Downstream targets in the oil sector are also hard to find, which could force the region’s top three players, Austria’s OMV and Poland’s PKN Orlen as well as Mol, to seek cooperation in order to remain competitive on a global market, the executive said.
”There is pressure on Mol to invest, I can’t deny that,” Lajos Alács, Mol’s executive vice president for strategy, said in an interview with Reuters on Wednesday. “But based on our talks in Russia, Pakistan and Oman, but most particularly in Russia, I’m certain we’ll take steps [on the magnitude of a hundred million dollars] within the next year,” he added.
Mol set out last year to triple its upstream production and raise refined product sales by two-thirds by 2010. But the company has not made any major acquisitions in the first year since announcing the strategy and analysts say it is sitting on a pile of cash waiting to be invested.

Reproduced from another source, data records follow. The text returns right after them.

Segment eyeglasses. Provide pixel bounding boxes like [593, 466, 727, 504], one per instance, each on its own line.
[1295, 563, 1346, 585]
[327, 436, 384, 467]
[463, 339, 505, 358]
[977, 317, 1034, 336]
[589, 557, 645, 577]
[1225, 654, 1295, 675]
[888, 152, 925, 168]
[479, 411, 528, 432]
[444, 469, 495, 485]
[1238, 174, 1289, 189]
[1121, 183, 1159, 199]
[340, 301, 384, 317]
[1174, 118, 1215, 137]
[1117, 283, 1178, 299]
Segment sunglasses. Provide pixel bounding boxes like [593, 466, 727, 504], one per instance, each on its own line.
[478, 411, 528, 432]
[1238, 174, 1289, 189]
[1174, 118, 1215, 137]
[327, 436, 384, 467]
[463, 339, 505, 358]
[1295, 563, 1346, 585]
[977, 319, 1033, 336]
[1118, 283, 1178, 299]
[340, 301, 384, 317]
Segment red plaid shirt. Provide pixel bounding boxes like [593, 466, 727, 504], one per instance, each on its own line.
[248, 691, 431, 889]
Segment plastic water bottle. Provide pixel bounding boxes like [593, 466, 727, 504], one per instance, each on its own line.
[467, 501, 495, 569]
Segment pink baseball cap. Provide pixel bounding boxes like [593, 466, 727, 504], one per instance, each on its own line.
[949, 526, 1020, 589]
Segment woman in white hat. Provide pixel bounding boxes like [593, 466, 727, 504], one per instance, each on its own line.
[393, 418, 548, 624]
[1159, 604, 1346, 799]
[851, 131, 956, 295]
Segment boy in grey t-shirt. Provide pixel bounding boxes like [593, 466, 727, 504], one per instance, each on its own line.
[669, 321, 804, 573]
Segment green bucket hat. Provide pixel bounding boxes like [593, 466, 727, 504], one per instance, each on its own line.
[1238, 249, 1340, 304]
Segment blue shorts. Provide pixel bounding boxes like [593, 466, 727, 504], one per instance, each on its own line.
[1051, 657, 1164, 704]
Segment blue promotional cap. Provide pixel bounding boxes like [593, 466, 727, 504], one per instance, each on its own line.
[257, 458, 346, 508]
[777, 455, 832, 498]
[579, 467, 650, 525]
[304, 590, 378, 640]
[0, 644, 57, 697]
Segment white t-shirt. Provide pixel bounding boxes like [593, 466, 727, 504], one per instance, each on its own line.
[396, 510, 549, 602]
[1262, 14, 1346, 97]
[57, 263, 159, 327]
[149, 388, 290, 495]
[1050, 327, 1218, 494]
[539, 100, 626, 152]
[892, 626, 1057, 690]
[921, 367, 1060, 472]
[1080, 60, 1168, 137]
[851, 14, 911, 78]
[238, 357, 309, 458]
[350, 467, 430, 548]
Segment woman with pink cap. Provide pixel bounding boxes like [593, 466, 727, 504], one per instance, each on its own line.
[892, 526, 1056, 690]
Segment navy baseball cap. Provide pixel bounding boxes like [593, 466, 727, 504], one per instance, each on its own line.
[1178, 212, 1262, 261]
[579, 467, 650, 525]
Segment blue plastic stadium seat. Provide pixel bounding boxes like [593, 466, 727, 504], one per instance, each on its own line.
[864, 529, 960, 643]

“With the extremely high crude prices that characterize the industry, investors are not under pressure to sell […] That makes our position difficult,” Alács said. He added that Mol, which has virtually no debt, would be comfortable with raising its gearing to 40% to finance acquisitions and that would mean “billions of dollars worth of resources.”
KBC Bank analyst Péter Tordai estimates that if Mol increased gearing to 40% and utilized its treasury shares to finance deals, it would have at least $3 billion at its disposal. Mol competed earlier this year in a tender for Russia’s Udmurtneft but lost in the bidding to China’s Sinopec, which paid a reported $3.5 billion for the firm.
Alács added that expanding in Russia and cooperating with Russian firms was inevitable for Mol. “We have to accept the geographic reality that any firm that wants to be market leader in this region has to cooperate with Russian firms,” Alács said. He added that Mol would likely pick a Russian partner in any deal, which could include a takeover or a new project. He declined to name potential partners but noted that Mol already had extensive ties with Lukoil, Russneft and Gazprom.
In the downstream business, Mol will definitely take part in the privatization of Serbia’s NIS, but after that deal, opportunities will have dried up. “There may be some further opportunities but they are limited and minor […] so for the region to move forward, it will become unavoidable for the three biggest firms [Mol, OMV, PKN] to reevaluate their relationships with one another,” Alács said.